In the late 1960s the horrors of the starving in newly-formed and short-lived Biafra were beamed into our huddled working class living rooms and we saw, as never before, the helplessness of a population too large for the land on which it depended. We sent them what we could, while condemning them for their ignorance in over-breeding; we’ve always been a bit smug, as a nation.

But, instead of addressing the reality of a population ill-fitting its resources, Socialism has clung onto its dream, replacing the factories with state-run bureaucracies and the new industries; the grievances industry, the claims industry, the equality industry; nice, touchy-feely jobs for soft-handed, chattering classes. And it has ignored the real problem of equality; that we are simply NOT born equal. Child benefits, originally intended to boost a war-ravaged population of humble worker-ants has directly enabled generations born with low-to-zero opportunities yet high aspirations. 'The poor' (let's call them that, shall we?) have been allowed to overbreed; it's as simple as that.

Our world has changed so our population has to. Successive governments have tried to pretend we could all work in the city, but we just can't. We still need cleaners and drivers and builders and the like but what was Labour’s solution but to import more voters? Nobody, I mean nobody, could seriously argue that paying our idle to multiply while simultaneously shipping in millions to do the work they see as beneath them was anything other than purely political.

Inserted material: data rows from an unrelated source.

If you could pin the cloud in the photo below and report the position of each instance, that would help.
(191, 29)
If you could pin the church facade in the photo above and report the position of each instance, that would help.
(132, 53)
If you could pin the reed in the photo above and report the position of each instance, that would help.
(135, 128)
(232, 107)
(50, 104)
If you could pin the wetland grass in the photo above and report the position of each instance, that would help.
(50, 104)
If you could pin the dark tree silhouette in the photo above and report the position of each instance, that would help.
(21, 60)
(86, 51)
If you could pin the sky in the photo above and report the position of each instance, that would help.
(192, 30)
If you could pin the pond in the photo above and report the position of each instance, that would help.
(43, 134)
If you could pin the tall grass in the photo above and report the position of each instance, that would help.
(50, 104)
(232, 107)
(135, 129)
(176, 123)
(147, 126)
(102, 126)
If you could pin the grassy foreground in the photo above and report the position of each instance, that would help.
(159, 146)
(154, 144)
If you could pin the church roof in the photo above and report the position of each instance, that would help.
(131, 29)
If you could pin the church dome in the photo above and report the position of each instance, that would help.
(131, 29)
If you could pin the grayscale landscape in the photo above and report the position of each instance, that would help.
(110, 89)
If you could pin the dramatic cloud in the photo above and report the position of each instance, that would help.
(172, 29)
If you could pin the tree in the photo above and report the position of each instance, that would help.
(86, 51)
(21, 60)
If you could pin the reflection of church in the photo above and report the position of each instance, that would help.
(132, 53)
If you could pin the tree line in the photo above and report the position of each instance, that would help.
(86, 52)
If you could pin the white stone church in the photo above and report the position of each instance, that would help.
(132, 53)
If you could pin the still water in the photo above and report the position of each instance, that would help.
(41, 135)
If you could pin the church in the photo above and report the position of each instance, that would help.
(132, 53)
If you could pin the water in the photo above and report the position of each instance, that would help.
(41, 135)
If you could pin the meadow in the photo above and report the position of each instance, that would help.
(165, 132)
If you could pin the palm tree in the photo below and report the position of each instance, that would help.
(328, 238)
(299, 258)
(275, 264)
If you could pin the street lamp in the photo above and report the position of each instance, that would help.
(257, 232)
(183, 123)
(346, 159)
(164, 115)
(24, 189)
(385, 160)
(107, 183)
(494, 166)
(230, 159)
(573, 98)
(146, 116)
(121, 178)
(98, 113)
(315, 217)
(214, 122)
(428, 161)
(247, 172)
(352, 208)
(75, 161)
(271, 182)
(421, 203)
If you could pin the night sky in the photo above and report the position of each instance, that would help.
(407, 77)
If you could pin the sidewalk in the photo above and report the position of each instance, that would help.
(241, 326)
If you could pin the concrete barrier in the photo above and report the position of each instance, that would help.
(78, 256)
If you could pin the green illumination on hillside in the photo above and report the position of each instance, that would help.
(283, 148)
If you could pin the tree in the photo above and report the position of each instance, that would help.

So of course I have a plan. And it does empower the true working classes. You want change? You’re prepared to work for it? Then stop breeding. Have only those kids you can afford without state support. In turn we should progressively remove any payment for procreation until nobody has kids they can’t pay for. It’s not a quick fix, but it IS in your hands.

Is this what you want, Labour?

The Labour Party is a spent force. The ordinary people they purport to represent are kept poor by their misguided attempts to fight a fight they won so very long ago. As they are revealing in conference they have nothing – apart from dreams - to distinguish them from any other party. In twenty-first century Britain, Labour no longer has a mission. When they come to realise that, their work is done.